Автомобиль катился по темной аллее. Проезжая мимо павильона, Арсений не удержался, сбавил скорость. Яркий электрический свет выплескивался из павильона в темноту парка, разбавляя ее, делая чуть менее темной, чуть более прозрачной. В этой разбавленной темноте человеческая фигура была почти не заметна, если бы Арсений смотрел в этот момент на дорогу, а не на павильон, то не увидел бы ровным счетом ничего. А так... Темная фигура, не понять, мужская или женская, метнулась в глубину парка, растворилась в ночи. Не Марта и не садовник. Этим двоим так быстро до павильона не добраться. В таком случае кто? Ната сказала, что всех отослала. Всех ли?
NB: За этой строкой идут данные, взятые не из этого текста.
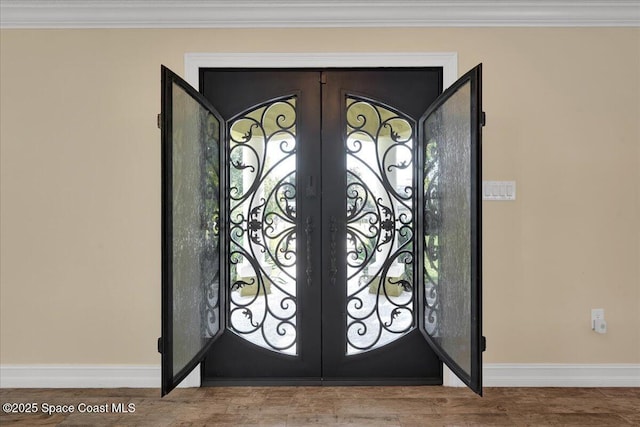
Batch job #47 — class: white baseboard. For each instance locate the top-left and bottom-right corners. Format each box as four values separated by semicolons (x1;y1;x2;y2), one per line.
0;363;640;388
483;363;640;387
0;365;200;388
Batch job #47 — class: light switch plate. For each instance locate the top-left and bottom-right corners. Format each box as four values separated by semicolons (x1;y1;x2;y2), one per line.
482;181;516;200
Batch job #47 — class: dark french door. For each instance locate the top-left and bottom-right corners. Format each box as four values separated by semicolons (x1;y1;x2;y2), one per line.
159;66;483;394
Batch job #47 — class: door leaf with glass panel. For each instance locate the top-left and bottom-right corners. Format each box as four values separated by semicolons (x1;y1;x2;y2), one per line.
158;66;224;396
418;64;484;394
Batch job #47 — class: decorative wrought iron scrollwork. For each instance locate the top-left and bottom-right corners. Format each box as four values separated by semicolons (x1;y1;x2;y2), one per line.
345;96;415;355
228;96;297;354
304;216;313;286
422;116;441;337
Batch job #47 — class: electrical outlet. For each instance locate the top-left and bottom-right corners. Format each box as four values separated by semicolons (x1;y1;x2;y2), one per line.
591;308;607;334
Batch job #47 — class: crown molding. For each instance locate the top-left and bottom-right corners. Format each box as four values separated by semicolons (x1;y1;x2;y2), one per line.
0;0;640;29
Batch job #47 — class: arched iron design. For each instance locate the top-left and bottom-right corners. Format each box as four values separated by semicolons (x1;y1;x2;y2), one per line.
228;96;297;355
345;95;415;355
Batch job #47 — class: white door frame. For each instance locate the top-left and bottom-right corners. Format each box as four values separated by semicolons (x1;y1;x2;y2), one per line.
184;52;464;387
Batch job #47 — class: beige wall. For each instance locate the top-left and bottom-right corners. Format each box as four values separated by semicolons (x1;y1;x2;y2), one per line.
0;28;640;364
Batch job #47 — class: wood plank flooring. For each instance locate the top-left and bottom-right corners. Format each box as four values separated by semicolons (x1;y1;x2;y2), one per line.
0;386;640;427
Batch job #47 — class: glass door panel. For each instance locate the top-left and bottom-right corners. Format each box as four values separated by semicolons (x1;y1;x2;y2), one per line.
229;96;297;355
421;66;482;393
345;96;415;355
160;67;222;395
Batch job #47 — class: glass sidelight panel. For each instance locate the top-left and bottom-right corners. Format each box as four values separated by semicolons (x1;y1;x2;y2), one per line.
345;96;415;355
229;96;297;355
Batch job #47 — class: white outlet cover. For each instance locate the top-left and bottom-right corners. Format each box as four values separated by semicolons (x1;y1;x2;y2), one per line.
482;181;516;200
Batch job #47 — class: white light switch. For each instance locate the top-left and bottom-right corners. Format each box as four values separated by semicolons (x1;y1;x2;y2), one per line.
482;181;516;200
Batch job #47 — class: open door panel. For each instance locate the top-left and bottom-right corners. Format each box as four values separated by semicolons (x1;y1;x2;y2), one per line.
158;66;224;396
418;65;484;394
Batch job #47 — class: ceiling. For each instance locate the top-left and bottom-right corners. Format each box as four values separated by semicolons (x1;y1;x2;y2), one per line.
0;0;640;29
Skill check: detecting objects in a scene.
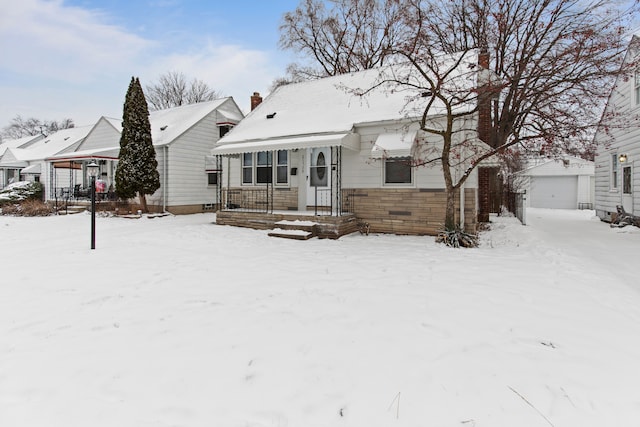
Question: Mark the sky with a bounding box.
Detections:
[0,0,298,127]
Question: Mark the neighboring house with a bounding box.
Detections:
[515,156,595,209]
[0,126,91,199]
[0,135,44,189]
[212,53,478,237]
[47,97,243,214]
[595,36,640,221]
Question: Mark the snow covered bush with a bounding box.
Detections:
[0,181,44,206]
[0,199,53,216]
[436,227,478,248]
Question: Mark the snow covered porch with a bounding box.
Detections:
[213,140,358,238]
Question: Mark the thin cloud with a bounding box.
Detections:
[0,0,153,82]
[142,40,284,109]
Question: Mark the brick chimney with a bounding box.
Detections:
[251,92,262,111]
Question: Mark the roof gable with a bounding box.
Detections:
[149,97,242,146]
[219,51,477,145]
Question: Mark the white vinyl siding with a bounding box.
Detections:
[594,41,640,220]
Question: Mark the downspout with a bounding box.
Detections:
[162,145,169,212]
[460,182,464,231]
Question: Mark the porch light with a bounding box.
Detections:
[87,160,100,249]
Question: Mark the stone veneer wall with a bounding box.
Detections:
[272,187,298,211]
[344,188,477,235]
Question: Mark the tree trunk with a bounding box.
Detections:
[444,188,457,231]
[138,193,149,213]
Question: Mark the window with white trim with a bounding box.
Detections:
[609,153,618,190]
[256,151,273,184]
[207,171,220,185]
[276,150,289,184]
[242,150,289,185]
[622,166,631,194]
[384,157,413,185]
[242,153,253,184]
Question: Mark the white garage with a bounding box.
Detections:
[529,176,578,209]
[518,157,594,209]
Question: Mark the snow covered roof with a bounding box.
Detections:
[518,156,595,176]
[0,135,44,157]
[149,97,237,146]
[47,97,242,161]
[213,52,477,154]
[0,126,93,167]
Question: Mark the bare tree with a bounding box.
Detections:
[362,0,637,237]
[145,71,222,110]
[2,115,75,139]
[279,0,399,84]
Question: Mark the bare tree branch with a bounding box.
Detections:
[145,71,222,110]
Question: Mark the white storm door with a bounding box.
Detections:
[307,147,331,206]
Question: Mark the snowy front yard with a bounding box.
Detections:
[0,209,640,427]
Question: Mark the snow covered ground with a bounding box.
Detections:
[0,209,640,427]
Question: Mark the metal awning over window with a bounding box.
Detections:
[211,133,360,155]
[209,156,221,172]
[20,163,42,175]
[371,130,418,159]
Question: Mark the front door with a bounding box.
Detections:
[622,166,637,215]
[307,147,331,206]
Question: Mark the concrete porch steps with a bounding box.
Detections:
[269,220,318,240]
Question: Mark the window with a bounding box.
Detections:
[207,171,219,185]
[384,157,413,184]
[242,153,253,184]
[276,150,289,184]
[242,150,289,185]
[256,151,273,184]
[622,166,631,194]
[609,153,618,190]
[633,70,640,105]
[218,125,231,138]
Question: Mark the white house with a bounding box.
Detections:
[212,54,478,234]
[516,156,595,209]
[0,135,44,189]
[595,36,640,221]
[0,126,92,199]
[47,97,243,214]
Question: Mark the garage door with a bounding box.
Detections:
[529,176,578,209]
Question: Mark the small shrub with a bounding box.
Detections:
[436,227,478,248]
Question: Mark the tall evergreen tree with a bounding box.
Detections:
[116,77,160,212]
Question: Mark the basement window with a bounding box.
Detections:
[384,157,413,184]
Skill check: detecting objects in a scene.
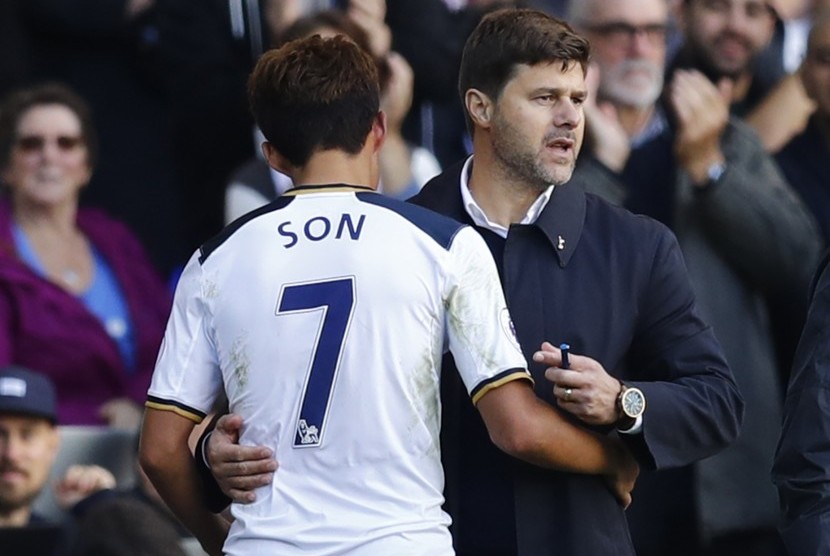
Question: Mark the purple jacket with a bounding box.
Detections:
[0,202,170,425]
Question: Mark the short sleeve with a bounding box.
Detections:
[146,253,222,423]
[446,227,532,403]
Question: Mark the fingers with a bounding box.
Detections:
[214,459,277,504]
[54,465,116,508]
[214,413,242,442]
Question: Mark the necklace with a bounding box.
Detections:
[61,268,81,288]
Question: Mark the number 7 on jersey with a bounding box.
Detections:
[277,276,354,448]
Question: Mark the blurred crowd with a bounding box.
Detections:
[0,0,830,556]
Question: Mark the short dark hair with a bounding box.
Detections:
[458,8,591,133]
[0,82,98,169]
[248,35,380,166]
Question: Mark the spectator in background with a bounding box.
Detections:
[202,9,743,556]
[570,0,820,556]
[0,366,60,527]
[386,0,524,168]
[17,0,189,276]
[225,7,441,223]
[772,252,830,556]
[0,84,170,430]
[776,6,830,245]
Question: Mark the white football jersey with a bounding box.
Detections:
[147,186,530,556]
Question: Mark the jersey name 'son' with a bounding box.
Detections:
[277,213,366,249]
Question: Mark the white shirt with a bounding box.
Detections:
[461,156,554,238]
[148,186,530,556]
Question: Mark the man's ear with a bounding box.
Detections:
[370,110,386,152]
[464,89,493,128]
[262,141,294,176]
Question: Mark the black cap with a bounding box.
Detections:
[0,365,58,423]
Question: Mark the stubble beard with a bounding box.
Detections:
[492,114,574,193]
[0,489,40,515]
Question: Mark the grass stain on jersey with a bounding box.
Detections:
[409,350,441,453]
[445,271,496,368]
[230,336,250,388]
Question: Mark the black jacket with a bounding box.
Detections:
[412,164,743,556]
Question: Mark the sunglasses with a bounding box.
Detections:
[17,135,84,153]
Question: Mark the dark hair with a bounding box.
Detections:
[279,9,392,91]
[458,9,591,133]
[0,83,98,172]
[248,35,380,166]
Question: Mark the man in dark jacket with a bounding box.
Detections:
[197,10,743,556]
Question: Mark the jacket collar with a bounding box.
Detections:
[411,161,586,267]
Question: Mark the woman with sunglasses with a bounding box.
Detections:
[0,84,170,430]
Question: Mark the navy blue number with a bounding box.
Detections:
[277,277,354,447]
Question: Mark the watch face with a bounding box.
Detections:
[622,388,646,418]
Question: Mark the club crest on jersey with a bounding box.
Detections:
[499,307,522,351]
[297,419,320,446]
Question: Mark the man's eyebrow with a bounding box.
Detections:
[531,87,588,97]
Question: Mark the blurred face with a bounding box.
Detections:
[681,0,775,78]
[3,104,91,206]
[578,0,668,108]
[0,415,58,514]
[801,20,830,119]
[490,62,587,191]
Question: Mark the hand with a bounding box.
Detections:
[669,70,732,185]
[605,440,640,508]
[380,52,414,133]
[205,413,278,504]
[584,62,631,173]
[54,465,115,510]
[98,398,144,432]
[346,0,392,58]
[533,342,620,425]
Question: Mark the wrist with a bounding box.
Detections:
[687,153,726,189]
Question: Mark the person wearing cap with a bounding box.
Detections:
[0,365,115,528]
[0,366,60,527]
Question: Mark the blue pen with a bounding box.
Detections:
[559,344,571,369]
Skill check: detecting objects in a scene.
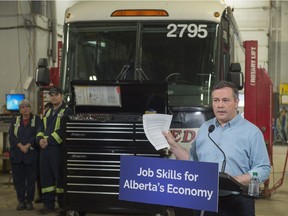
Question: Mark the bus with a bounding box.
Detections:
[36,0,244,215]
[61,0,244,107]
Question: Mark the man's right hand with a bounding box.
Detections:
[39,139,48,149]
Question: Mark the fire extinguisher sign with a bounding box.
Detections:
[119,155,219,212]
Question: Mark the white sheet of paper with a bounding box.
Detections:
[143,114,172,151]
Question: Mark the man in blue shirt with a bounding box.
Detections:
[163,81,271,216]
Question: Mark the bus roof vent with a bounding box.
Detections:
[111,9,169,17]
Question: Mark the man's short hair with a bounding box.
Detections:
[49,87,62,95]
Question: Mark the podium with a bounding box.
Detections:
[219,172,248,196]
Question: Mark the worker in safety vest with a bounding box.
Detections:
[37,87,73,215]
[9,99,41,210]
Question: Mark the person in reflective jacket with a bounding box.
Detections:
[9,99,41,210]
[37,88,73,215]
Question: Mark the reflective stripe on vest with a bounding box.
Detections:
[56,188,64,193]
[41,186,55,193]
[14,116,36,138]
[42,108,65,144]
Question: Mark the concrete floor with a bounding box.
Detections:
[0,145,288,216]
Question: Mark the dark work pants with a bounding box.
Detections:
[194,195,255,216]
[40,146,63,209]
[12,162,37,202]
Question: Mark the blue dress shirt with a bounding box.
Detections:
[190,114,271,182]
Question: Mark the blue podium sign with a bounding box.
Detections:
[119,156,219,212]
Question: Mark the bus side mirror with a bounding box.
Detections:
[35,58,50,86]
[227,63,244,90]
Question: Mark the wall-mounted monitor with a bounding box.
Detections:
[6,94,25,111]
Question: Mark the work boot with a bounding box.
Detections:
[56,207,66,216]
[37,206,55,215]
[26,201,34,210]
[16,201,26,211]
[34,198,42,203]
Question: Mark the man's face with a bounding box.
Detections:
[20,104,31,115]
[50,93,62,105]
[212,87,239,125]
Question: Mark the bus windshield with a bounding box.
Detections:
[62,21,218,106]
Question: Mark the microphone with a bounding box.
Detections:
[208,125,226,173]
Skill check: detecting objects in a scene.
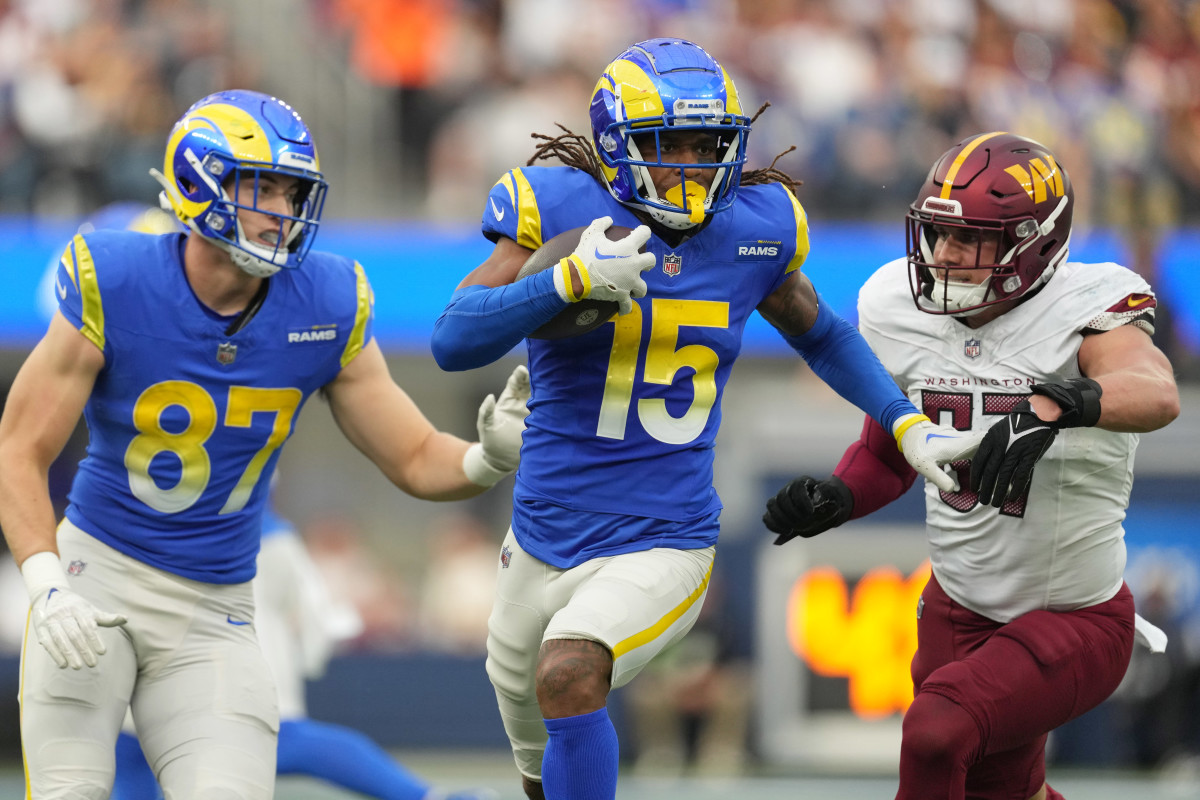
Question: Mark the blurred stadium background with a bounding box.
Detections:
[0,0,1200,800]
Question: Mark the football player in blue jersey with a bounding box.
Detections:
[432,38,978,800]
[112,504,496,800]
[0,91,528,800]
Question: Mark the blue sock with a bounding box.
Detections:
[541,708,619,800]
[277,720,430,800]
[109,730,162,800]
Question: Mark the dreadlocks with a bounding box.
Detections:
[526,103,802,192]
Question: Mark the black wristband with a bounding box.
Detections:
[1030,378,1104,428]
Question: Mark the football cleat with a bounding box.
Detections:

Впереди, где‑то совсем близко, громко взревел мотор – таинственный незнакомец спешным порядком уносил ноги. Арсений уже было втопил в пол педаль газа, но в самый последний момент передумал. Какой смысл гоняться неизвестно за кем?! Нужно быть последовательным.

– Домой, – повторил он, ни к кому конкретно не обращаясь. – Нам тут больше делать нечего.

 

Творец, 1925 год (Каллиопа)

 

– Саввушка, а что ж ты щи пустые кушаешь? – На затылок легла мягкая рука, заскользила вниз по шее, царапнула кожу острыми ноготками. – Я вот сейчас тебе сметанки принесу.

Прасковья убрала руку, но вместо того чтобы сходить за обещанной сметанкой, с мечтательным вздохом присела на соседний стул. Пышная грудь ее аппетитно колыхнулась, и Савва тут же забыл и про щи, и про сметану.

Она была совершенно особенной – Прасковья Пирогова, его новая муза. Без нее в этой дикой, истерзанной Гражданской войной стране Савва не выжил бы, пропал бы непременно, сгорел в истовом и безрассудном огне перемен.

Сколько раз он уже пожалел, что поддался глупейшему душевному порыву, что благополучной Франции предпочел Россию, которую уже и вспоминал‑то с трудом.

Отечество... Воздух отечества оказался горьким, пропитанным страхом и пороховым дымом. Савва, еще не до конца оправившийся от физического и душевного нездоровья, попал из огня да в полымя.

Родители умерли еще четыре года назад, отчий дом сгорел в горниле революции так же, как сгорело в огне прошлое Саввы. Жизнь нужно было начинать с нового листа. Не жить, а выживать, бороться за каждый прожитый день, кулаками доказывать свое право называться человеком. Если бы не драгоценности Адели, Савва непременно пропал бы еще в первые месяцы после возвращения. Рубиновый браслет ушел на то, чтобы выправить новые документы и новую биографию. Отныне он Савелий Стрельников, бывший красноармеец, грудью защищавший родину от вражеских интервентов, контуженый и чудом выживший. Отныне Париж останется в памяти лишь сладким сном. Савва готов смириться и измениться. Он привыкнет к новому миру и новому себе. Но как отказаться от мечты, от дела всей своей жизни?!

Савве повезло, когда от драгоценностей Адели остались только воспоминания, когда из всех сокровищ на дне истрепанной дорожной сумки уцелели лишь картины Амедео да пара его собственных работ, он нашел тех, кого искал, – единомышленников!

Наполовину содранная шпаной афиша звала на художественную выставку. Ассоциация художников революционной России! Господи, какое дикое, какое претенциозное название! В Париже он привык к изяществу форм и простоте изложения, но Москва – это, увы, не Париж. К черту революцию и к черту Россию! Он идет на выставку ХУДОЖНИКОВ! Он идет на встречу с судьбой!

Та выставка и вправду стала для Саввы судьбоносной. На ней он, последователь и истовый поклонник абстракционизма, понял, каких богов отныне следует восхвалять и какие картины писать, чтобы выжить.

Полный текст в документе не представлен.